Accuracy difference by changin random_state
Hi there,
First of all congratulations for the course, everything is very well explained.
I have 'played' with the random_state while train_test_splitting. The variation in the overall accuracy of the resulting models is huge. I have seen final accuracies of around 0.67 all the way up to 0.93. My assumption is that this is caused by the small size of the dataset combined with the considerable inbalance between the difference classes. Regardless if that is the right reason for the accuracy differences, how valid can we consider a model that performs so differently just by modifying the train test split?

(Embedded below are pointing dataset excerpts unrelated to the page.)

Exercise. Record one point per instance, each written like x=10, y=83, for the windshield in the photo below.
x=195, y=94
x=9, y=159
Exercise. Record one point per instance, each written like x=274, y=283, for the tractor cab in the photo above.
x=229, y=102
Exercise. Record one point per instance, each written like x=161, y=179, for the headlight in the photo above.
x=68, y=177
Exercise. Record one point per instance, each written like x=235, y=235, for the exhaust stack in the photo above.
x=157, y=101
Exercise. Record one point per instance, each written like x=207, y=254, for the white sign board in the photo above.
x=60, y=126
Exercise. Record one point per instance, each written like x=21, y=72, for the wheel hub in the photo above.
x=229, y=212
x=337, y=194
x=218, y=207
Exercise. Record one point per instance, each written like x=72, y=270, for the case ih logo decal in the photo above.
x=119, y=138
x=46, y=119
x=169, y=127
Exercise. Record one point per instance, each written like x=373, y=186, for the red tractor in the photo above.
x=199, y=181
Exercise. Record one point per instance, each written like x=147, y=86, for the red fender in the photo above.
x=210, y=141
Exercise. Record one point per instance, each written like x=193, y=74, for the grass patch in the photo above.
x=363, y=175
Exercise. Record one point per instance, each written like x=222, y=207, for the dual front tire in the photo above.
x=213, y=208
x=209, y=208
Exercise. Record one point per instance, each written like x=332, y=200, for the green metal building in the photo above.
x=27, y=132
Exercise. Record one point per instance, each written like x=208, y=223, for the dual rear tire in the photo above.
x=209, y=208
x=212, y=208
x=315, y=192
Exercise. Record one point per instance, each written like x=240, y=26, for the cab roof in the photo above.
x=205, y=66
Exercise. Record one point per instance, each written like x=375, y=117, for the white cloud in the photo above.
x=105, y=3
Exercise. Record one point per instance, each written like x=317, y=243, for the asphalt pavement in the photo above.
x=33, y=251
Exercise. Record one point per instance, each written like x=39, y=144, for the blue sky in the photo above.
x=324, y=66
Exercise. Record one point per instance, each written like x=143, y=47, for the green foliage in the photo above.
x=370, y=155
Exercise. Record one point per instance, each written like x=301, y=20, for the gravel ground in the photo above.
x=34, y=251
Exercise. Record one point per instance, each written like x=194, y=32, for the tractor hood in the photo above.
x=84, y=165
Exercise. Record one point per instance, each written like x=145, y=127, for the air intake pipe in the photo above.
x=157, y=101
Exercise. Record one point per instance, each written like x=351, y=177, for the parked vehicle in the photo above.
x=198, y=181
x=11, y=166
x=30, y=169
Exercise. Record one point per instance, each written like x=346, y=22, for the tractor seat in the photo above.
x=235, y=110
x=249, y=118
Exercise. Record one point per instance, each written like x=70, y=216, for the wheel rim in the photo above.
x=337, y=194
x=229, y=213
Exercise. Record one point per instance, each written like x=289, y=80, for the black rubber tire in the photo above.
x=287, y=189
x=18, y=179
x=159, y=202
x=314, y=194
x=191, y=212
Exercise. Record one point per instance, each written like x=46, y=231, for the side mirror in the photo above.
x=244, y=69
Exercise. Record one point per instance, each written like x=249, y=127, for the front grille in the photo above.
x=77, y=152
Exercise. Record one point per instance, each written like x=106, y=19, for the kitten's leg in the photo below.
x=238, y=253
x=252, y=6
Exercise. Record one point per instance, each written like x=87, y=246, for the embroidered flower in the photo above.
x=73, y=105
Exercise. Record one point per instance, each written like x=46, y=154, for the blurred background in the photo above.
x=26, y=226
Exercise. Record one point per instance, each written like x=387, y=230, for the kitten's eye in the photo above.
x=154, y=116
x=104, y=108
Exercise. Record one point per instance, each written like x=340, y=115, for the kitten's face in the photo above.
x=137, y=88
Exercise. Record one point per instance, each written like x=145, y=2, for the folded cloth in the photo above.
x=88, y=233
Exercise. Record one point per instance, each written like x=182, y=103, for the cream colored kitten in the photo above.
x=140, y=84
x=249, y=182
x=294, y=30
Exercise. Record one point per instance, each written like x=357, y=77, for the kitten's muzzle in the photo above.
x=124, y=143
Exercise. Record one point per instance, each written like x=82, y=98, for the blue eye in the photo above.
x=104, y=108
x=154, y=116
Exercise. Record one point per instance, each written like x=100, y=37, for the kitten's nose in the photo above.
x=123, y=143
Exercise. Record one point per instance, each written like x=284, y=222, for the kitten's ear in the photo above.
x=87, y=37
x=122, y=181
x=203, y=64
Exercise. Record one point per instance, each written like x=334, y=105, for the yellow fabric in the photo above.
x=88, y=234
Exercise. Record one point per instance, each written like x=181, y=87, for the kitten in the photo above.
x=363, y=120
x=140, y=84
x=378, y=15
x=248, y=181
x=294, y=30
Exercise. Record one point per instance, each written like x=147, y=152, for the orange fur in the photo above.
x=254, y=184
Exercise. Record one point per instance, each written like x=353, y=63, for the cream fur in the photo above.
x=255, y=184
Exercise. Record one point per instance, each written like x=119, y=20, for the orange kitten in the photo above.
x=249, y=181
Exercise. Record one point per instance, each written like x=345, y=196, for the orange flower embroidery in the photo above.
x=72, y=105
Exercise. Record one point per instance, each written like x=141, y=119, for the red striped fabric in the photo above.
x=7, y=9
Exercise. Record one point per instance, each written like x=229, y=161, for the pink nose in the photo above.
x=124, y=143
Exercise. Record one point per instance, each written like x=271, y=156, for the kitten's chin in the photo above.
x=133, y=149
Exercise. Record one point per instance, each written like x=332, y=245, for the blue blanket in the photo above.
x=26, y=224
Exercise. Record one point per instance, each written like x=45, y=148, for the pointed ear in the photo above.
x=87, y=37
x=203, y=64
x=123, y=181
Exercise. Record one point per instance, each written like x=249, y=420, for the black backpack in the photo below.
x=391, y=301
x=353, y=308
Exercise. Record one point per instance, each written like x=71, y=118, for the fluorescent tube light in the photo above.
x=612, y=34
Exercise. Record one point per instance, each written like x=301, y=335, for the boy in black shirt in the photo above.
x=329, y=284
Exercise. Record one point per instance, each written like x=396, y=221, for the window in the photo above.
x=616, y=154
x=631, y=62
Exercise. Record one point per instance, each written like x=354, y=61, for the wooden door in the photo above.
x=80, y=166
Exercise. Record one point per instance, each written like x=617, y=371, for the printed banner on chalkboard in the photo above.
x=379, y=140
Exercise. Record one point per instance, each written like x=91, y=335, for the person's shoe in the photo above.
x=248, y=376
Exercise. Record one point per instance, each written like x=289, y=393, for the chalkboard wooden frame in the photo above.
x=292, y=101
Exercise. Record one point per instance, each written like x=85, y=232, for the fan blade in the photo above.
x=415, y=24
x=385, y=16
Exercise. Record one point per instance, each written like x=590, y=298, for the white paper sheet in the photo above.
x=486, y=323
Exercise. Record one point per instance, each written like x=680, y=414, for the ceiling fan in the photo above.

Thanks for your attention,
Dan
Hi Dan,
Thank you for the kind words.
Yes, you are most probably correct - the huge difference in test accuracies is largely dicated by the small dataset size. In fact, that is one of the main problems of machine learning in many bussinesses - not enough data is the most common pitfall.
However, it is worth exploring what areas are impacted by the inssuficient data. In our case, it is likely that the test dataset is too small, but the train dataset could be sufficient. Thus, the final test accuracies are somewhat useless due to the huge variations. However, the model itself might be adequate, we are just unable to evaluate its performance.
Of course, in a real production environment, we would need to source more data, or choose a different method.
Best regards,
Nikola Pulev, 365 Team